- Sep 3, 2019
- Posted by: admin
- Category: Abstract of 2nd-irset
Proceedings of The 2nd International Conference on Innovative Research in Science Engineering and Technology
Year: 2019
DOI: https://www.doi.org/10.33422/2nd.irse.2019.09.505
Sensor Fault Detection and Fault Isolation Scheme for Unmanned Aerial Vehicle
Ugur Kilic and Gulay Unal
ABSTRACT:
Sensor, actuator and control surface faults in flight control systems can cause control of the aircraft to be lost and aircraft accidents to happen. Hence, faults which occur on sensor, actuator and control surface should be detected and isolated. Methods like filters, observers, parameter estimation systems, parity equations and signal models are used in literature for this purpose. First, fault detection must be performed. Then, fault isolation must be performed and finally, problem must be solved. Unmanned aerial vehicle (UAV) is used for a variety of purposes which are photography, commercial, agricultural, search and rescue, surveillance, military and many other areas. However, most UAV systems do not have any fault detection and fault isolation scheme (FDI).
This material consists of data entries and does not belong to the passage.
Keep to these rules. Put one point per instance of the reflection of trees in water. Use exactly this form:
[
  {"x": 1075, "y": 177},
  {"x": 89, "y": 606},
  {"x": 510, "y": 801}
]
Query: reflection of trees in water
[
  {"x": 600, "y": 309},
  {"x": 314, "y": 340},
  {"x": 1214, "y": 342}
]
During the control of this vehicles, any sensor fault will cause to gather incorrect data first and then will cause an accident and crash. By designing a FDI scheme, these vehicles will be prevented from falling due to any sensor fault and also more accurate control will be achieved. In this study, Artificial Neural Network (ANN) was used to detect and isolate sensor fault occurring randomly on a UAV. UAV flight data were used in the system design. Estimated sensor values were found using ANN. Residual signals were analyzed and results were presented for fault detection and isolation. MATLAB and LabVIEW softwares were used while scheduled operations being performed.
Keywords: aircraft; artificial neural network; estimation; machine learning; quadrotor.